ジョルジュは話が通じない上に自分の思い通りに事が運ばないと納得できないタイプのようだ。臣下となって誰かを支えるのに絶対に向かないタイプだが、このまま彼を国王にするのも危険極まりない。早いところ誰かジョルジュの性格を矯正してくれないだろうか。
「疲れているみたいだね」
「いえ、ええっと……はい」
リシャール相手に誤魔化す必要もないだろうと、アンリエッタは素直に頷いた。
現在、アンリエッタはリシャールのアトリエに避難している。リシャールがアンリエッタの絵を描くという口実で、ジョルジュを遠ざけてくれたのだ。いつまで持つか、時間の問題の気もするが。

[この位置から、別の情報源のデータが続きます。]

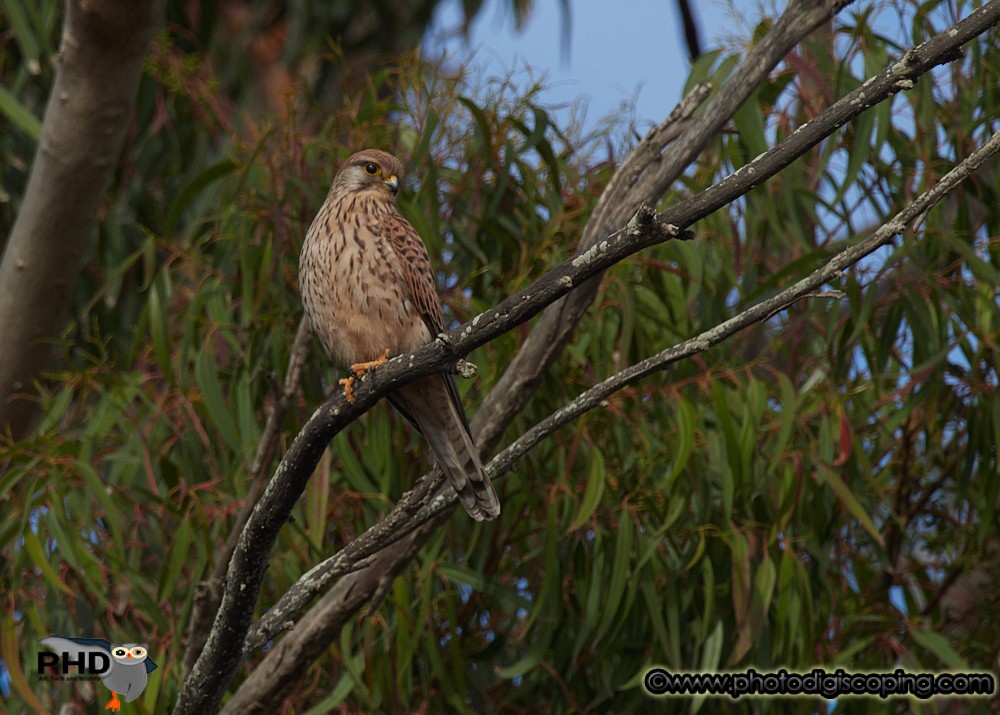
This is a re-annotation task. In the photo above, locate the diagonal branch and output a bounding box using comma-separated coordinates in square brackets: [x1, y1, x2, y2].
[223, 132, 1000, 715]
[175, 0, 1000, 713]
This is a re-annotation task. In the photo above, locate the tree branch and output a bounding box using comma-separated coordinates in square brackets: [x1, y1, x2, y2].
[184, 318, 312, 676]
[0, 0, 163, 439]
[175, 0, 1000, 713]
[223, 126, 1000, 715]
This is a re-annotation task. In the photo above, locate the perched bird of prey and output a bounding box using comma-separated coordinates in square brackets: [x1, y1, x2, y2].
[38, 636, 156, 711]
[299, 149, 500, 521]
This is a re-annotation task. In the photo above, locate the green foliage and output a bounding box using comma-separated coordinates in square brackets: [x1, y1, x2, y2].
[0, 2, 1000, 713]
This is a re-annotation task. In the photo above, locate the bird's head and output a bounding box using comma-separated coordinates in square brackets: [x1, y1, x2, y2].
[333, 149, 403, 199]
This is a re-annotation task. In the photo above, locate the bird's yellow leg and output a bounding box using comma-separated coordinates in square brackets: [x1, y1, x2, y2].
[337, 348, 389, 402]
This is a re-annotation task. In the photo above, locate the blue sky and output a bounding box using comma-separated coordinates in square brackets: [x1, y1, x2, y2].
[425, 0, 757, 127]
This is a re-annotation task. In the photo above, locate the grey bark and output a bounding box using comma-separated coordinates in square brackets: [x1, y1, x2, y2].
[0, 0, 163, 439]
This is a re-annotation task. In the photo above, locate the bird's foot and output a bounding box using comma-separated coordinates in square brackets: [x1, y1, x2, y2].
[337, 348, 389, 402]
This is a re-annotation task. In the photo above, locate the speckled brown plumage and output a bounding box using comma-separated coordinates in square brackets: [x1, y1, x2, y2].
[299, 149, 500, 520]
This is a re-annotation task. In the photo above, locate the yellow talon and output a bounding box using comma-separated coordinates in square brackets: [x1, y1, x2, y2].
[337, 348, 389, 402]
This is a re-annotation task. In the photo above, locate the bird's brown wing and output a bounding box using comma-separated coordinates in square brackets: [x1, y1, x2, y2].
[383, 214, 472, 433]
[383, 214, 444, 337]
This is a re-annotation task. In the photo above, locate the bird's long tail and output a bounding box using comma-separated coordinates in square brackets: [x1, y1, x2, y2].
[392, 375, 500, 521]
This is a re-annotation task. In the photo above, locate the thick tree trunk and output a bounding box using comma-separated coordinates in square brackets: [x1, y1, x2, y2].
[0, 0, 163, 438]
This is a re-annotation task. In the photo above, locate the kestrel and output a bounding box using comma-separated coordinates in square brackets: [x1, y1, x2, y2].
[299, 149, 500, 521]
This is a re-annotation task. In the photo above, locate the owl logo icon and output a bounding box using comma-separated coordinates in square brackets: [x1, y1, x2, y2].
[38, 635, 156, 712]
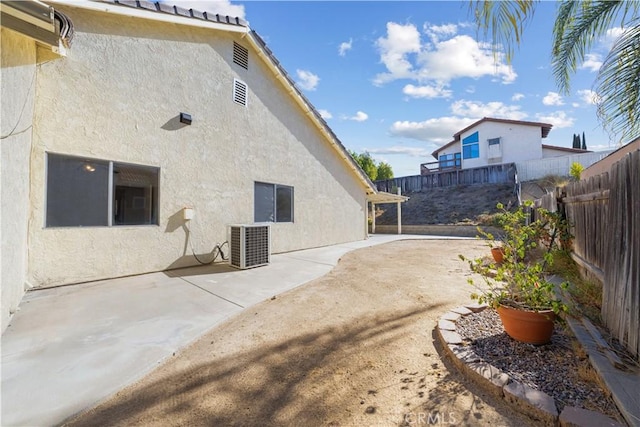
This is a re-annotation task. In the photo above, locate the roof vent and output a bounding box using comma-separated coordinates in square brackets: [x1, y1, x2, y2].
[233, 42, 249, 70]
[233, 79, 247, 107]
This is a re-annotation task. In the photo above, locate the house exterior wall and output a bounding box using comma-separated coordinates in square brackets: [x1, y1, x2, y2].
[458, 121, 542, 169]
[29, 6, 366, 286]
[0, 28, 36, 331]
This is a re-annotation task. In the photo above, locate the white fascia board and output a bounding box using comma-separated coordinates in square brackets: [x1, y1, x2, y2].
[47, 0, 249, 33]
[247, 32, 378, 194]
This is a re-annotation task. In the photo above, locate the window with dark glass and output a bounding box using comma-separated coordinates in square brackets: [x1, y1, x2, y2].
[45, 153, 160, 227]
[254, 182, 293, 222]
[440, 153, 462, 169]
[462, 132, 480, 159]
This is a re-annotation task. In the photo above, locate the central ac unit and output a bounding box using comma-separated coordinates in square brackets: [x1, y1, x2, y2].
[229, 224, 271, 269]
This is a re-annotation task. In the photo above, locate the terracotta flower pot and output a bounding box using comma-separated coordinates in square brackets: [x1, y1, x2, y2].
[498, 305, 555, 345]
[491, 246, 504, 264]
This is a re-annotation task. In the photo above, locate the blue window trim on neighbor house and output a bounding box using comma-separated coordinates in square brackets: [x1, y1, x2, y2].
[462, 132, 480, 159]
[439, 153, 462, 169]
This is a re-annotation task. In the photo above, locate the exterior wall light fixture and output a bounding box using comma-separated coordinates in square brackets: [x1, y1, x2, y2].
[180, 113, 191, 125]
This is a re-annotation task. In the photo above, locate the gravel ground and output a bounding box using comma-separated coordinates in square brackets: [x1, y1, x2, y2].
[456, 309, 622, 422]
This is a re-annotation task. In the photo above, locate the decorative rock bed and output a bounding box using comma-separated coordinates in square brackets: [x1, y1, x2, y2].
[437, 304, 623, 427]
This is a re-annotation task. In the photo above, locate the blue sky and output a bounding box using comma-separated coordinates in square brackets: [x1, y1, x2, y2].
[175, 1, 626, 176]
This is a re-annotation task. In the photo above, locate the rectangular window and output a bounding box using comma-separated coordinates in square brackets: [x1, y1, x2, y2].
[45, 153, 160, 227]
[462, 132, 480, 159]
[254, 182, 293, 222]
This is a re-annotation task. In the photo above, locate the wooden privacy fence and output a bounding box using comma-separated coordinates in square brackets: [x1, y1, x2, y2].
[537, 151, 640, 358]
[375, 163, 516, 194]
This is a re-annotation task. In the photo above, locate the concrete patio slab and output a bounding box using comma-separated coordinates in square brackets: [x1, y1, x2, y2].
[0, 235, 450, 426]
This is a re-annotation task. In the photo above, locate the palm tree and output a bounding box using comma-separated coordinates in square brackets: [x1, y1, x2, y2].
[470, 0, 640, 140]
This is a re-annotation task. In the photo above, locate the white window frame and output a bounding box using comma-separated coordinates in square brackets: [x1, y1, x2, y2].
[43, 153, 160, 228]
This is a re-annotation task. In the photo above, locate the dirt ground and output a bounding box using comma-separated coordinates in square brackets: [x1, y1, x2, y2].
[69, 240, 533, 426]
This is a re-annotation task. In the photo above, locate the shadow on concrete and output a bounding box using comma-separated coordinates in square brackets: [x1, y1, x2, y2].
[66, 305, 442, 426]
[163, 260, 240, 277]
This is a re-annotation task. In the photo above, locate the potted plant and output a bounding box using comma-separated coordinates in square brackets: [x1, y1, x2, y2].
[460, 202, 567, 344]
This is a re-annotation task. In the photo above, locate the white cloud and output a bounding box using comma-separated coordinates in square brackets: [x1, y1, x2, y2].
[373, 22, 518, 86]
[365, 146, 431, 157]
[451, 100, 527, 120]
[402, 84, 452, 99]
[579, 53, 602, 73]
[577, 89, 598, 105]
[374, 22, 420, 85]
[422, 22, 458, 43]
[341, 111, 369, 122]
[318, 109, 333, 120]
[296, 70, 320, 90]
[536, 111, 575, 128]
[542, 92, 564, 105]
[168, 0, 245, 19]
[418, 35, 517, 84]
[338, 39, 353, 56]
[389, 117, 476, 145]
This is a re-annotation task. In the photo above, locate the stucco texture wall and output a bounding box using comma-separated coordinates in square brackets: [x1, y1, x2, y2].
[29, 6, 366, 286]
[0, 28, 36, 331]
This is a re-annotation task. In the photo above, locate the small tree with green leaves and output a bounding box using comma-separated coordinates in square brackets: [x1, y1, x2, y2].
[377, 162, 393, 179]
[349, 151, 393, 181]
[459, 201, 567, 314]
[569, 162, 584, 181]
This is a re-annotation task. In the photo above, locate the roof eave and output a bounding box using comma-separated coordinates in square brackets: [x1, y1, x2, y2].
[47, 0, 249, 33]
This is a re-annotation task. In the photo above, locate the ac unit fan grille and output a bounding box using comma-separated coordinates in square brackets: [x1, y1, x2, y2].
[229, 225, 270, 268]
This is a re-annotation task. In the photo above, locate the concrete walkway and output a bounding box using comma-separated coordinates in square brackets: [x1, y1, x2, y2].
[0, 235, 460, 426]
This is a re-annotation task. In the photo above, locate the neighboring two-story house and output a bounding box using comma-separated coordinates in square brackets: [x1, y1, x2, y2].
[423, 117, 587, 171]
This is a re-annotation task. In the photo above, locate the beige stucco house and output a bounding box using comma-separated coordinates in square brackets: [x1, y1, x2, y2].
[1, 1, 395, 330]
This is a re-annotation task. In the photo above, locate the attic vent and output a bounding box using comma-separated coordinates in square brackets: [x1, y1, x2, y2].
[233, 42, 249, 70]
[233, 79, 247, 107]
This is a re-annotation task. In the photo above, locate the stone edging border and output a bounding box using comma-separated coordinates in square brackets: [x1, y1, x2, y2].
[436, 304, 623, 427]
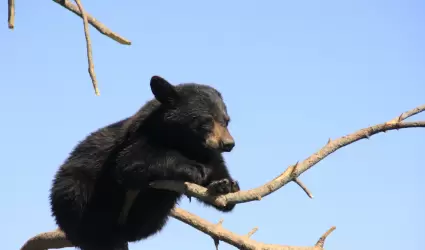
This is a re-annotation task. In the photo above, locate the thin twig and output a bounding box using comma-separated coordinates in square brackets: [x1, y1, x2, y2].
[293, 178, 313, 199]
[53, 0, 131, 45]
[170, 208, 321, 250]
[315, 226, 336, 248]
[7, 0, 15, 29]
[75, 0, 100, 96]
[246, 227, 258, 238]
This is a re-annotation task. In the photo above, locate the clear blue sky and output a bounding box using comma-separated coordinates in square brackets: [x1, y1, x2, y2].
[0, 0, 425, 250]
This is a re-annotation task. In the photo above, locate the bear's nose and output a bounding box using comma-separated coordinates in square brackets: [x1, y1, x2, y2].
[221, 139, 235, 152]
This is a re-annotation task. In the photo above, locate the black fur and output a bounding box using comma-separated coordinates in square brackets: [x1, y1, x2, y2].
[50, 76, 239, 250]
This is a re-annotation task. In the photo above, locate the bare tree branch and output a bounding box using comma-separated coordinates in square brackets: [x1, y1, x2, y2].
[53, 0, 131, 45]
[171, 208, 323, 250]
[75, 0, 100, 95]
[293, 178, 313, 199]
[316, 226, 336, 248]
[151, 105, 425, 206]
[7, 0, 15, 29]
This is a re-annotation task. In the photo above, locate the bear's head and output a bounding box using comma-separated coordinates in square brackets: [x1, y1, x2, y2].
[150, 76, 235, 152]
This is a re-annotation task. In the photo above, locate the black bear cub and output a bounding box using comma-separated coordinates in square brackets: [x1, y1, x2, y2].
[50, 76, 239, 250]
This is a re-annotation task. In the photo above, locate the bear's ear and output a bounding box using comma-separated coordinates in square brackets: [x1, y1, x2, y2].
[151, 76, 178, 105]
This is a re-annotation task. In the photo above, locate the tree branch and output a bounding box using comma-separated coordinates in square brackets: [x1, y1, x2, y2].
[7, 0, 15, 29]
[171, 208, 327, 250]
[150, 105, 425, 206]
[53, 0, 131, 45]
[75, 0, 99, 96]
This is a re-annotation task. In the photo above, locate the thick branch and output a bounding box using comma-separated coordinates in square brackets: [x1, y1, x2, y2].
[171, 208, 323, 250]
[75, 0, 99, 95]
[52, 0, 131, 45]
[151, 105, 425, 206]
[7, 0, 15, 29]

楽にしていていいとリシャールが言ったので、アンリエッタは椅子に座って本を読んでいる。
リシャールは時折アンリエッタをじっと見つめては、さらさらとキャンバスに筆を走らせていた。
アトリエの窓からは生ぬるい風が入り込んできて、リシャールが無造作に床に投げている紙を揺らす。これらは全部、リシャールの描いたアンリエッタの顔の下絵だ。
いったい何枚アンリエッタの絵を描いたのか、そう言った下絵がアトリエの中に無数に転がっている。
ちなみに前回彼が描いていたぶどう踏みのアンリエッタの絵は完成して、アトリエの壁に立てかけられていた。
「そのうち諦めると思うけど、ジョルジュの場合は道理を説いたところで無駄だからね、ジョルジュがジョルジュなりの納得する理由を見つけない限り居座るだろうね」
「時間がかかりそうですね……」
「それだけアンリエッタ、君が魅力的だってことだよ」
「後宮の管理人として、ですよね」
「それもあるだろうけど……さて、どうかな」
リシャールが曖昧に笑って、キャンバスに視線を戻す。
筆を動かす微かな音が聞こえて、アンリエッタも本に視線を落とした。
本をめくる音と筆の音、それから風がカーテンを揺らす音。そんな些細な音だけが、昼下がりの静かなアトリエの中に響いている。
一秒一秒がゆっくりと刻んでいくような穏やかな空気にほぅっと酔いしれていたアンリエッタは、次の瞬間、頭痛を覚えてこめかみを押さえた。
「アンリエッタ――!!」
どうやらアンリエッタの平穏は、しばらく訪れないようだった。